I suddenly feel lightheaded. He’s all but confirmed my assumption that he means his room. We’d need to be somewhere private.

Emotions I’ve fought very hard to shove into little boxes begin to emerge.

He must read that fear on my face because then he says, “I suppose, if you don’t want to be alone with me, you could just give them to me and I’ll do it all myself and bring them back when I’m finished.”

“I—no, I can. I can come.” I blink rapidly. This is going to be awkward, and overwhelming and so many other things. But it’s Jarron. I want us to be friends.

So, this shouldn’t be that big of a deal.

Right? Right. Not a big deal.

I’ll just conveniently forget the fact that he is losing control of his demon side. The demon that seems very interested in me for reasons I can’t fully understand because it didn’t choose me three years ago. It chose my sister.

I’ll also have to pretend that I don’t want to relive those intimate moments I shared with him in that room while we were still “together.” My cheeks heat even now. This is going to be tough.

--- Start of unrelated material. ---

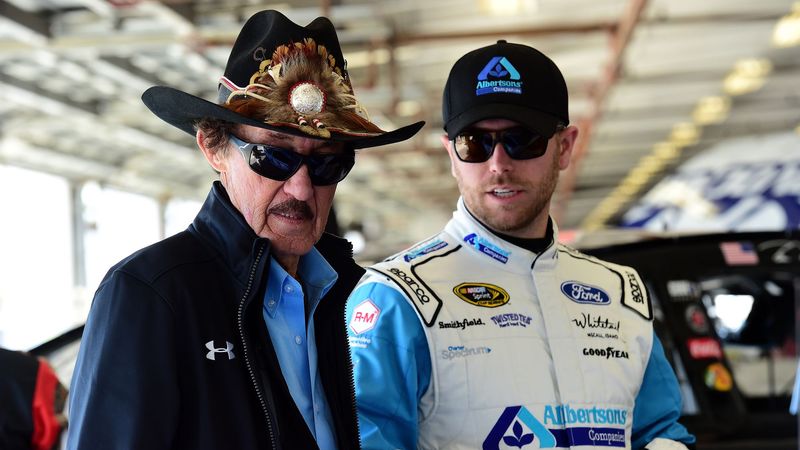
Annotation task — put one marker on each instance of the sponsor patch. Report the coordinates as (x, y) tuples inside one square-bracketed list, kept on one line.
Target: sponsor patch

“You’re sure? I understand that you’re afraid of me—”

“No. It’s not that,” I say quickly. “I’m not afraid of you.”

I’m wary. I’m confused. I’m hurt.

I’m terrified, but not of him, of my own lack of self-control.

He doesn’t seem to be convinced, but he doesn’t comment again. “So, this afternoon?”

And yet, somehow, it feels like the whole Earth has shifted beneath me as I answer, “Yes.”

28

I Don’t Want To Lose You

To my surprise, when I meet Jarron in Elite Hall, he turns the opposite direction than his bedroom. My heart sinks and swells at the same time.